2) Be sure that the BIOS addresses of the two controllers do not conflict.
(Mine did, changed default DC000 to D8000)
Following are other factoids:
3) LU 0 - 3 are (arbitrarily) reserved for disks
LU 4 - 7 are (arbitrarily) reserved for tape devices
I made the disk LU0 and the tape LU4. (Pretty radical, eh?)
4) Use kconfig and reconfig HPDD.
5) Run "sysadm addharddisk". This utility was not QA'd worth a damn. For
example, note that you must define an "active" partition on the 2nd disk.
Also, you'll loose at least 2 of the cylinders. Just let it have its way.
6) You will probably (*very* probably) need to manually create the /dev
entries for the tape. Use "mknod <name> c 41 <#>". See the "Maintenance"
section for the actual names and the minor numbers.
Example: mknod /dev/tape c 41 0
(Well, the last number is either 0 or 3. One means "no rewind". Sorry,
forgot which is which)
7) I had to manually add the new partition(s) to /etc/fstab.
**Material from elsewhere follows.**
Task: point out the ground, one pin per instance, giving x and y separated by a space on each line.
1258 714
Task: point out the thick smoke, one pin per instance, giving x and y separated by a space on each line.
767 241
8) Note that the SCSI devices must be up when you boot the machine - they
won't be recognized if you power them up after boot.
Mine are working damn well. Thank goodness we've got a tech support contract;
my manager wasn't at all happy with "gee - it SHOULD work".
Minor flames - ISC should have gotten this info out!
- The addharddisk utility should not treat all disks like boot
disks. Also, it should not crash.
When I ran "addharddisk", the disk params were pretty zany. (64 Heads!)
I just let it think that, because; 1) It would crash if I tried to change it.
2) I figured that it didn't matter much for SCSI. (Logical devices - what a
concept!)
BTW - Does anyone know a good, safe way to speed up the mount's/umount's ?
For example, a way override the mount's fsck? I know
it's important; but when you're just doing some maint work it's not good to wait
for a 600 Mb fsck. Also, why does it take so long to unmount?
I need a "fastboot" and "fasthalt".
I saw the call to "fsck" in /etc/mountall, but just renaming or spoofing
/etc/fsck doesn't seem to help.
Hope it helps,
waf
Real men don't use tech support. I'm a wimp.